As usual Johnnie turned up on Friday night and picked her up from the corner of the street. They drove to Leysdown. The night was warm, and the atmosphere buzzed with laughter and the Mersey Sound bubbling from half a dozen transistor radios.
There were teenagers on motorbikes wearing leather jackets and jeans, and teenagers on scooters wearing cool-coloured trousers and double-breasted blazers – all drawn by the smell of fried onions simmering on the mobile hot-dog cart.
The cart was a Saturday night regular in Leysdown, occupying one corner of the car park. The leather boys were parked in the second corner to the
right of the cart, the mods to the left. The little man dishing out burgers and hot dogs was nervously aware that his cart formed a kind of demarcation zone. In order to keep the peace he maintained non-ending cheeriness and he had very good reason to.
The queues alternated between mods and rockers so that there was never a mix, though the girls in mini skirts and summer dresses looked as though they might belong to either camp.
She saw Rita. Neither girl acknowledged the other – it was as though they’d never been friends at all. After what Jennifer had told her, all she wanted to do was walk over there and give her face a good slapping.
Pete turned up with a new girlfriend who introduced herself as Diane, the introduction dissected with the blowing and popping of pink bubblegum.
Pete said hello. ‘Saw your mate,’ he added, jerking his head to where the scooter crowd were gathered. ‘Glad to see you haven’t joined the opposition.’
‘Course she hasn’t,’ said Johnnie, wrapping an arm around her. ‘She’s my girl. Always will be.’
She liked the way he hugged her.

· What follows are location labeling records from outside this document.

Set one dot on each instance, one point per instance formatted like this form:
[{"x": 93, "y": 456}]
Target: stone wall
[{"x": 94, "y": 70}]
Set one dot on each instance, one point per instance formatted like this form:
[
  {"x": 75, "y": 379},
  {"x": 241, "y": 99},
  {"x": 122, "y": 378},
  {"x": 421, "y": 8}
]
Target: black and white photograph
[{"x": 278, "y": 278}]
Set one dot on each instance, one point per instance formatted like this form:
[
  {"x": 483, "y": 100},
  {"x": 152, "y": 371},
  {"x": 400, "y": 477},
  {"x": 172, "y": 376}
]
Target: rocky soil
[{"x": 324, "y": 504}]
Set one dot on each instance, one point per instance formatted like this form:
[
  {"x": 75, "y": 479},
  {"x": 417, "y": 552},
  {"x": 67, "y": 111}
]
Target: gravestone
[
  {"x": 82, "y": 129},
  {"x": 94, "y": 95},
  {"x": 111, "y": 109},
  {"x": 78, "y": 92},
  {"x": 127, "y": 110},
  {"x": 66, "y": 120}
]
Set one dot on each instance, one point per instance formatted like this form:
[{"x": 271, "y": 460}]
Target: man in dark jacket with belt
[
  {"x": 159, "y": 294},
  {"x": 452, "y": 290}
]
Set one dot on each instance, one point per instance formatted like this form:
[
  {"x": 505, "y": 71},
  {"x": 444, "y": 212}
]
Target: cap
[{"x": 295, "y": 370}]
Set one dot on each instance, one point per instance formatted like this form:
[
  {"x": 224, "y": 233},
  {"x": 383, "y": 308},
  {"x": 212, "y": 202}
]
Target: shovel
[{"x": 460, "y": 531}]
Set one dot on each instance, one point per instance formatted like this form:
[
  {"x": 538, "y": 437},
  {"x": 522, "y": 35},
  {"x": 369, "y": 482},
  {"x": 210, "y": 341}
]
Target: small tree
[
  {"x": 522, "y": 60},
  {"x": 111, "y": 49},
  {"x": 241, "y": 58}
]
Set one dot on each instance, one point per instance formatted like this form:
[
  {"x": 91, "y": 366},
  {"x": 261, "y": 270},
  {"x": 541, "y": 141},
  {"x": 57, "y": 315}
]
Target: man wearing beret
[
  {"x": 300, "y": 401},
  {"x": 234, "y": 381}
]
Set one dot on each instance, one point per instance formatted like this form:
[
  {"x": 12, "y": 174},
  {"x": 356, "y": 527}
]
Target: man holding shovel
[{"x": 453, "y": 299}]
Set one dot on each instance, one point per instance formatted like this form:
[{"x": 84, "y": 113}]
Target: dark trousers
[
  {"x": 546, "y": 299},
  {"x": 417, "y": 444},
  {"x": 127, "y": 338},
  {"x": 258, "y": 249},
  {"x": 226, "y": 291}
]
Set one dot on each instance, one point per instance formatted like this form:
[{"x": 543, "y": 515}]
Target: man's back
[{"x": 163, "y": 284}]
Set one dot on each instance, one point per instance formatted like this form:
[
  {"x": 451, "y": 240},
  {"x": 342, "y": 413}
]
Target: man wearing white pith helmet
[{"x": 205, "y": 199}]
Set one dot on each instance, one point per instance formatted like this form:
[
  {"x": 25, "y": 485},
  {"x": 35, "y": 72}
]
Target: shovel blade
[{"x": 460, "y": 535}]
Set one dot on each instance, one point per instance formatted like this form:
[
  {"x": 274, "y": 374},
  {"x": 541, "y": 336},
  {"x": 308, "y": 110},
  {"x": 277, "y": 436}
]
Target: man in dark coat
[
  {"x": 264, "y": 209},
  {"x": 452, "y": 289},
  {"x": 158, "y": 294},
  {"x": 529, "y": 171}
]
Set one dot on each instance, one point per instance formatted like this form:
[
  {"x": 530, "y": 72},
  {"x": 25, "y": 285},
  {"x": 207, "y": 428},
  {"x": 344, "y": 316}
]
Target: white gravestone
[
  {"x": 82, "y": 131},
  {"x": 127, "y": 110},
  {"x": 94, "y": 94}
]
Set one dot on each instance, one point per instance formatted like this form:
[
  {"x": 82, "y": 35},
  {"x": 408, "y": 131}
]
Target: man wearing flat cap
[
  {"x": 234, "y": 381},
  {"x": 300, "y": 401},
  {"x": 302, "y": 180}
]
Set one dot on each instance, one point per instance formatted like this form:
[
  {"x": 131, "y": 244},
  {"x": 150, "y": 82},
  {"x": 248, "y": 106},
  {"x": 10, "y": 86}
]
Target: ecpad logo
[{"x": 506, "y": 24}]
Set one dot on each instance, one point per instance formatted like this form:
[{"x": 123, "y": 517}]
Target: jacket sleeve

She was going to need a lot of reassuring hugs before the night was over – once she told him that she had a problem. What would be his response?
Johnnie offered to buy her a burger but she shook her head. ‘Not for me.’ Her stomach was rolling in response to the smell coming from the hot-dog cart.
The candyfloss stall didn’t open at night, but the sticky sweet smell lingered and mixed with that of deep fat fryers containing everything from chips to doughnuts.
‘Won’t be a minute.’
He went off to the burger cart and came back with two. ‘I thought you might change your mind,’ he said. ‘It’s a well-known fact that women change their minds as regularly as they change their underwear.’
The comment was meant to be humorous. Marcie turned away. At the same time she hit the burger from his hand.
‘No! I don’t want it.’
Diane, the girl blowing bubblegum, asked if she was alright.
Marcie might have been fine if Diane hadn’t blown another bubble. The sight of the shiny pink ball emerging from Diane’s mouth was too much to bear. She threw up.
Pete gave Johnnie a knowing look and a sharp nudge from his elbow. ‘I think you might have a problem, mate.’
Johnnie looked stunned. Then he put his arm around her. ‘We’d better talk.’ He led her to a quiet spot between two shops selling beach stuff and cheap mementos of Leysdown, made in Hong Kong.
She looked up at him. The look in his eyes and the slight frown said it all.
‘I’m not stupid, Marcie. Have you got a bun in the oven?’
She nodded. ‘I’m late.’
He frowned. ‘You said it was safe. You said you bought the birth control pills from your mate Rita.’
She heard the suspicion in his voice. ‘I did,’ she said bitterly and looked down at the ground. She thought she’d been safe but she hadn’t. She explained what she’d discovered, what Jennifer had told her.